Buy at Amazon Price Blind Man of Seville Blind Man of Seville by Robert Wilson
hbk out February 03 Published by HarperCollins at £10

Robert Wilson's audacious and powerful new book takes on both a new location, a vibrant Seville in Spain's Andalucia, and a new protagonist in Chief Inspector Javier Falcón. And whilst the novel's over-riding theme, the deceptiveness of appearances, is far from a new one in crime fiction, here it is explored both in unusual depth and in many guises, and brought to a conclusion that is both riveting and mind-blowing.

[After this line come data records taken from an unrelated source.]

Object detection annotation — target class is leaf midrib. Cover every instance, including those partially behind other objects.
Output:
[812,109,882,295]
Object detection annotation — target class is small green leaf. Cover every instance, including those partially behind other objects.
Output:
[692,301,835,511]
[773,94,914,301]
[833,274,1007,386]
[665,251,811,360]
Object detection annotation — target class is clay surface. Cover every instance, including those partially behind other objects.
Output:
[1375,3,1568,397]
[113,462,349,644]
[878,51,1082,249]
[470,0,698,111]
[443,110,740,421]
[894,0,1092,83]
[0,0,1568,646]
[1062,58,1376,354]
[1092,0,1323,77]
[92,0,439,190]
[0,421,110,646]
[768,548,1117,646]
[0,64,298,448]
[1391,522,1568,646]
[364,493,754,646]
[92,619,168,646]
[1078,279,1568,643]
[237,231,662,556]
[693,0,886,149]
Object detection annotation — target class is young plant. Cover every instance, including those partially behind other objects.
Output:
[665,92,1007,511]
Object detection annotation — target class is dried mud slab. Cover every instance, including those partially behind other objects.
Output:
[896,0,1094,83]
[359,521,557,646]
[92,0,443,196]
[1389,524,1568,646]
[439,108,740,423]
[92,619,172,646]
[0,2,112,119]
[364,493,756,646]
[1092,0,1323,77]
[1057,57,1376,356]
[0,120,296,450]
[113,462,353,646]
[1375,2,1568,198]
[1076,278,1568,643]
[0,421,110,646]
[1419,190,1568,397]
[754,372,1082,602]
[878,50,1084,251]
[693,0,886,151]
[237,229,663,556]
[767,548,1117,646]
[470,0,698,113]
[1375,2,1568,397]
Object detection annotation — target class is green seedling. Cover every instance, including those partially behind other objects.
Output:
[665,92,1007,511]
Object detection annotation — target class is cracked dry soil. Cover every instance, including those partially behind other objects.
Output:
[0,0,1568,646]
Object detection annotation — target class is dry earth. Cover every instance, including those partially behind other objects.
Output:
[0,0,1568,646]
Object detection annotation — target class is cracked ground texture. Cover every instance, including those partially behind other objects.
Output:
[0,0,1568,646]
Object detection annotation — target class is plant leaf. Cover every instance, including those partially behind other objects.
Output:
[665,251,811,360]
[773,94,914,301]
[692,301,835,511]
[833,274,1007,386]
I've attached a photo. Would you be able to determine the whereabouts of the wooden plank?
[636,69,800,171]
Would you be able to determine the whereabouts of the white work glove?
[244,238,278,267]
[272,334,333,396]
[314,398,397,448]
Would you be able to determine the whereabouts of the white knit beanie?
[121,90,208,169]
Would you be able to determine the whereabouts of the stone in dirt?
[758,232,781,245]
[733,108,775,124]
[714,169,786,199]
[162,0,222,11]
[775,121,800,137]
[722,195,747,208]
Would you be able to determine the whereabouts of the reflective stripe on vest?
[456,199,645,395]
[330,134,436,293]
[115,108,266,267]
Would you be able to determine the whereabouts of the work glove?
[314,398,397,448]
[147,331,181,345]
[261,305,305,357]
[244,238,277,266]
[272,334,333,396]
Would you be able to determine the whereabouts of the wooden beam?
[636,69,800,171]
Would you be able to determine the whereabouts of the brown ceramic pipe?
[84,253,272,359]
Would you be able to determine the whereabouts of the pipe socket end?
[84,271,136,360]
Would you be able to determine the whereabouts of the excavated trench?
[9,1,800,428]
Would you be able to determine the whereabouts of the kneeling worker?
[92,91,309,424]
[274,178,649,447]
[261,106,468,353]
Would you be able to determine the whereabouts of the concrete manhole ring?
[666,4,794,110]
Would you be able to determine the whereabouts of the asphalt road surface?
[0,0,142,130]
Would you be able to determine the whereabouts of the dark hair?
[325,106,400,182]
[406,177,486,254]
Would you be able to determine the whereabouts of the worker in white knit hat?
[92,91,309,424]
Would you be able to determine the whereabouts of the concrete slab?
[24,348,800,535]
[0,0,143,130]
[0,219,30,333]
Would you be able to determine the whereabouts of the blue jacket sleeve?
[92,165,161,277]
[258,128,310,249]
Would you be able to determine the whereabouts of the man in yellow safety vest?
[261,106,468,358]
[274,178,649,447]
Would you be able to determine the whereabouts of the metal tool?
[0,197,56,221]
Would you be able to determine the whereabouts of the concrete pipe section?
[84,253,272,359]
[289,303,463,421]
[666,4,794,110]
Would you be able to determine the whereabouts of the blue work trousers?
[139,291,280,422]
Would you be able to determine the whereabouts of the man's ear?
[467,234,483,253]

When Falcón first glimpses the mutilated body of Raúl Jiménez, his eyelids cut away by his killer so that he cannot avoid the images playing on his TV screen, it triggers a reaction in Falcón that is something more than horror. The aftermath of that reaction will bring him close to nervous breakdown. But Falcón is a good policeman and, against a background of the intoxicating, beautifully rendered atmosphere of Seville's Holy Week, Semana Santa, and the ensuing, more secular April Fair (the Feria de Abril) with its attendant bullfights, his investigation is soon exploring a number of promising leads. There is, for instance, Consuelo, Jiménez's wronged wife, a son kidnapped many years ago in Tangier, a traumatised daughter, municipal corruption at the time of Seville's massive Expo '92, and even a hint of paedophilia.

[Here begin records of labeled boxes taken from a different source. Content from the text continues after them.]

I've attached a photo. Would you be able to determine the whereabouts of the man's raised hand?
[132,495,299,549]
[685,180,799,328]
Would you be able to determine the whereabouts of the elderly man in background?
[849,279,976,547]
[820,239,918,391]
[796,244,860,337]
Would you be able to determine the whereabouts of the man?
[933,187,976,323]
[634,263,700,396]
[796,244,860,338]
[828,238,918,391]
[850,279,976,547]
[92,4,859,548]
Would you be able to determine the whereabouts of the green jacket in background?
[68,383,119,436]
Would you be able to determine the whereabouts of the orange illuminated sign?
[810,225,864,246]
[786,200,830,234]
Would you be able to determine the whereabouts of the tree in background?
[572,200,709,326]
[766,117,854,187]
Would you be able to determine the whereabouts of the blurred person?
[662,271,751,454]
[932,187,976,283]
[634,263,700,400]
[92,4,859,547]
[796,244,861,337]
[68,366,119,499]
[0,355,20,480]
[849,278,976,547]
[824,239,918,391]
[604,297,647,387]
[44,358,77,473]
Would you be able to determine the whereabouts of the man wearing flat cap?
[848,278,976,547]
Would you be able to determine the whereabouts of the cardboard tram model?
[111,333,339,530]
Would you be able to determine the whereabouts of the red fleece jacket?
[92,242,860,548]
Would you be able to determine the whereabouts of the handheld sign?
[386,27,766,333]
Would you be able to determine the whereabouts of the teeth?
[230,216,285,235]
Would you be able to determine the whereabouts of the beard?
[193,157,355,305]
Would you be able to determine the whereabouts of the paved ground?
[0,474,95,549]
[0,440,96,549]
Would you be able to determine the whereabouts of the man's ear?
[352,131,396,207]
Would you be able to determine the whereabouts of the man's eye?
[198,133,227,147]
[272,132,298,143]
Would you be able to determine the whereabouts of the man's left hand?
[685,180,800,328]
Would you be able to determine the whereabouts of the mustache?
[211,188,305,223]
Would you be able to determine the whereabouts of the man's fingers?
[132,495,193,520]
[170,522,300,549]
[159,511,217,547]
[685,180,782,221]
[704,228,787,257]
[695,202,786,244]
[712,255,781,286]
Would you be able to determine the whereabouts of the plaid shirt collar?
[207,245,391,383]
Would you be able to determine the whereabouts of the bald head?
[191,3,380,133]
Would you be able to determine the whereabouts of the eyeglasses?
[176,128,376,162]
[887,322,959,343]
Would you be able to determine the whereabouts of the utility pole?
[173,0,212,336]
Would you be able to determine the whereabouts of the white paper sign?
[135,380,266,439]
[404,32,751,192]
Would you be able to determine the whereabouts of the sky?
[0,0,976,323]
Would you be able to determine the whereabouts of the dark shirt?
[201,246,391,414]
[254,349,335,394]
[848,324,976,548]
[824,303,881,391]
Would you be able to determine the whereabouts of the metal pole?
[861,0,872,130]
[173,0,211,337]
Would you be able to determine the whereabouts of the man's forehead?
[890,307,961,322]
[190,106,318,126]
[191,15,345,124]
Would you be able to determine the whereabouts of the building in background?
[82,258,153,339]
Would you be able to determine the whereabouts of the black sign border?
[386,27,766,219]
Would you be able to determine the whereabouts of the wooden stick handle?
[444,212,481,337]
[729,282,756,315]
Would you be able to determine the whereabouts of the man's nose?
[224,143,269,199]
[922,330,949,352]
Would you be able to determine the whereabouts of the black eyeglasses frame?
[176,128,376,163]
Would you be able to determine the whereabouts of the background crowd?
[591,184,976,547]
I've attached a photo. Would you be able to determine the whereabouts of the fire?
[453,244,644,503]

Nothing is as it seems however, not least Falcón himself. About as far from the broad strokes that make up a Morse or a Banks as it is possible to get, Falcón is an intense and repressed individual, the son of an illustrious Spanish painter. "You have no heart", Falcón's ex-wife once taunted, a phrase that echoes throughout the book. And as the case proceeds, Falcón is forced, in a plot cunningly developed alongside (and interweaving with) his investigation, to confront, via his father's journals, his father's legacy, both material and psychological – and final liberation for himself.

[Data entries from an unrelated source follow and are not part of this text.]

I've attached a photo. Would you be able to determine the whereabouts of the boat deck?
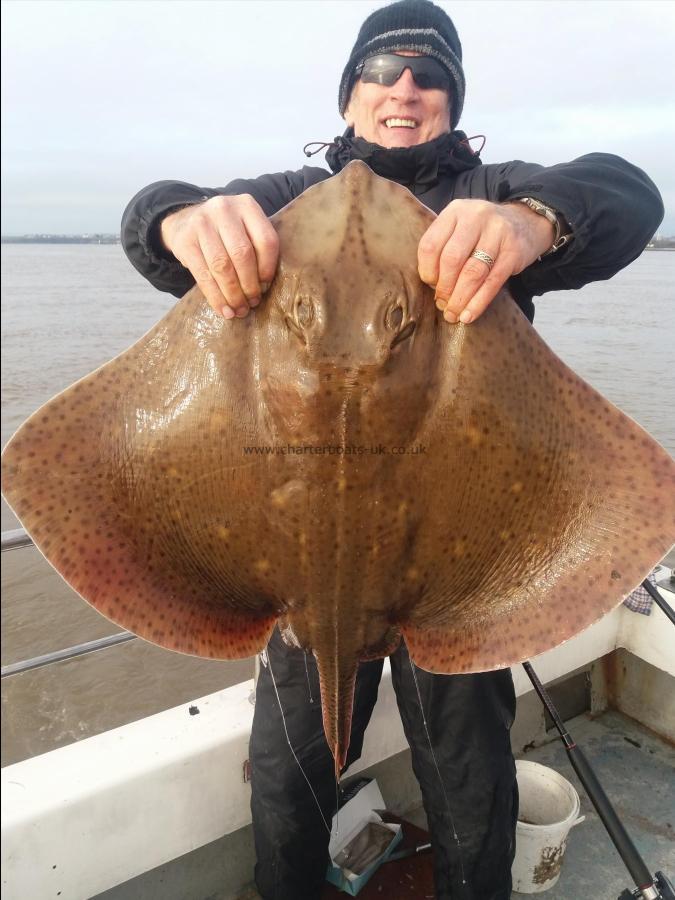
[231,712,675,900]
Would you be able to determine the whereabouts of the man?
[122,0,663,900]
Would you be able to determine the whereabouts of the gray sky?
[2,0,675,234]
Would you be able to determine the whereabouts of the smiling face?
[345,50,450,148]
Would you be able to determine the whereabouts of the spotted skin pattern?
[3,162,675,768]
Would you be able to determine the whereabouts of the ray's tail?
[316,653,359,779]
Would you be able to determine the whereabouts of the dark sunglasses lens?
[361,56,405,87]
[361,53,449,90]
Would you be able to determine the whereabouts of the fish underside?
[3,162,675,770]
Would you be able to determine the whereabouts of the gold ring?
[471,248,495,270]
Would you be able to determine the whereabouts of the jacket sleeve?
[476,153,664,299]
[121,166,328,297]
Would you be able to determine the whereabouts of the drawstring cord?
[302,141,337,156]
[450,134,487,156]
[302,134,487,156]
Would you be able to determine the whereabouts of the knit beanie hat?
[338,0,466,129]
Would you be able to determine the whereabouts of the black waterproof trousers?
[250,630,518,900]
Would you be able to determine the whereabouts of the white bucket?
[511,759,586,894]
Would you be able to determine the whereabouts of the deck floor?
[406,711,675,900]
[235,711,675,900]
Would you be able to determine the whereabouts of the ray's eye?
[293,294,314,328]
[390,322,416,347]
[285,294,315,343]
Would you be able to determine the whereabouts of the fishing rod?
[523,579,675,900]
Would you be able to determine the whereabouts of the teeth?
[384,119,417,128]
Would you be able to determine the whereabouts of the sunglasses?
[354,53,450,91]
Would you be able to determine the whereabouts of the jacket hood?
[326,128,481,194]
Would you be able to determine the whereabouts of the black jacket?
[121,129,663,321]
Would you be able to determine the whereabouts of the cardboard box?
[326,780,403,897]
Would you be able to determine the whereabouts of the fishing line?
[267,653,337,834]
[303,650,314,703]
[408,654,467,886]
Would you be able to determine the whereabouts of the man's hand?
[160,194,279,319]
[418,200,553,324]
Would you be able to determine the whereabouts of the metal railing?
[0,528,137,678]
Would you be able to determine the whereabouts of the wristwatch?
[517,197,574,260]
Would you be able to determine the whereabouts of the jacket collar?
[326,128,481,194]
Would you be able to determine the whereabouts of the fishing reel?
[618,872,675,900]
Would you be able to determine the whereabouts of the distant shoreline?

The journals (Falcón's father Francisco calls them 'a small history of pain' adding that 'it will become yours') tell a terrible and horrifying story that starts with the brutal activities of the División Azul, a section of the (nationalist) Army of Africa, in both the Spanish Civil War and beyond to Hitler's war in Russia. Later the story moves to post-war Tangier, amoral playground ('a microcosm of the future') of an international 'set' that includes the Woolworth heiress Barbara Hutton and writers Paul Bowles and William Burroughs. The monstrous final stages of the journals will bring Falcón face to face with the long-sought killer.
The book is a marvel of construction, the pace at first steady, then quickening as the journals are introduced, finally breathless as the revelations come thick and fast. The prose is strong on physical sensation, sights, smells and feelings; subsidiary themes and ideas (the nature of genius, the artist as destroyer as well as creator are just two) thicken the narrative. The cumulative effect is truly thrilling, both in the conventional sense, and in a profound and often disturbing way rarely encountered in crime fiction.
Don't miss this one. This is prime British crime fiction, meaty and thought-provoking, the best since last year's The Company of Strangers, by no coincidence also by Robert Wilson.